This effort aims to ensure that all financial transactions, including salaries, are conducted in naira. The proposed ban would cover not only local workers but also expatriates, eliminating discriminatory practices and boosting confidence in Nigeria’s local currency. The legislation would make it mandatory to use naira for exports as well, helping to strengthen its value.

The Senate is working on a bill to amend the Central Bank of Nigeria (CBN) Act of 2007, titled “A Bill for an Act to Alter the Central Bank of Nigeria Act, 2007, No. 7, to Prohibit the Use of Foreign Currencies for Remuneration and for Other Related Matters.”

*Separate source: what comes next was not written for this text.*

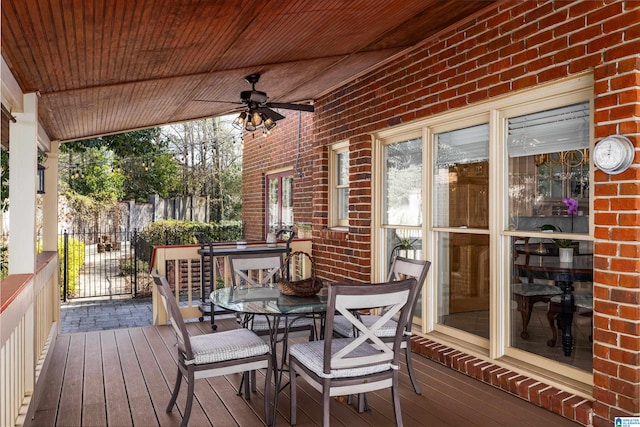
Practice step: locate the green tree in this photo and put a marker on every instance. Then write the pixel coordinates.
(130, 165)
(159, 175)
(210, 157)
(96, 178)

Sponsored by Senator Ned Nwoko (PDP, Delta North), the bill seeks to outlaw the use of the U.S. dollar and other foreign currencies in exchange and payment for goods and services in Nigeria.

Senator Nwoko emphasized that the dominance of foreign currencies in Nigeria’s financial system has weakened the naira, leading to a negative impact on its value.

He argued that the proposed ban is essential for Nigeria’s economic freedom and growth, calling the continued use of foreign currencies a lingering colonial legacy. Nwoko pointed out that while Nigeria gained independence in 1960, it has yet to achieve full economic independence.

The bill represents a major step toward redefining Nigeria’s monetary landscape, aiming to restore the country’s monetary sovereignty and promote a self-reliant economy.

Nwoko described it as a visionary blueprint for Nigeria’s economic future, advocating for policies that prioritize the naira, challenge colonial-era practices, and foster industrial growth. If passed, the bill could signal a transformative era for Nigeria, driven by innovation, cultural pride, and sustainable economic growth.

The bill includes provisions to prohibit the payment of salaries, transactions, and goods in foreign currencies, ensuring that all payments, including those to expatriates, are made in naira. Crude oil and other exports would be sold exclusively in naira, driving demand for the currency.

The bill aims to establish the naira as the central currency for all financial operations and seeks to abolish informal currency markets that undermine the formal economy, such as those involving round-tripping by banks. Banks would be directed to offer loans with affordable interest rates to stimulate industrialization.

The bill also advocates for storing Nigeria’s foreign reserves domestically to safeguard the nation’s economic sovereignty. Additionally, the bill proposes an integrated approach to economic development, focusing on production, financing, and local innovation to strengthen the economy.